Question

A sealed vertical cylinder of radius R and height h = 0.616 m is initially filled halfway with water, and the upper half is filled with air. The air is initially at standard atmospheric pressure, p0 = 1.01·105 Pa. A small valve at the bottom of the cylinder is opened, and water flows out of the cylinder until the reduced pressure of the air in the upper part of the cylinder prevents any further water from escaping. By what distance is the depth of the water lowered? (Assume that the temperature of water and air do not change and that no air leaks into the cylinder.)

Answer 1

Using Bernoulli's Equation

pressure of water is hpg = (0.308-h)(1000)(9.8)
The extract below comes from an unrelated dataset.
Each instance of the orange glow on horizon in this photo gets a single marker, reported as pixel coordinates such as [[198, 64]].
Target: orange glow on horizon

The air in the cylinder is sealed, thus, if we simply equate (0.308-h)*1000*9.8 + P0 = P0, we will get h=0. Does this make no sense? No. it simply says that all water will leak out if the cylinder is not sealed.

For a sealed packet of air, pV = constant. Let A be the circular area of the cylinder, thus: p0(A(0.308))=p(A(0.308+h)) and we get: p=p0(0.308)/(0.308+h)

So now we equate: (0.308-h)*1000*9.8 + p = p0
and (0.308-h)*1000*9.8 + p0(0.308)/(0.308+h) = p0
and (0.308-h)(0.308+h)*1000*9.8 + p0*0.308 = p0(0.308+h)
(0.308-h)(0.308+h)*1000*9.8 = p0(h)
0.308^2 - h^2 = p0/9800 * h =(1.01*10^5/9800)*h=10.306h

h^2 + 10.306h-0.094864=0
h= 9.197*10-3 m

Well is the answer believable? I think yes, since if you sub this value into p=p0(0.308)/(0.308+h), we get 98071.54, and about 9.8*1000*0.308 = 3018.4 adding them you get back about p0. That is if the pV assumption is true.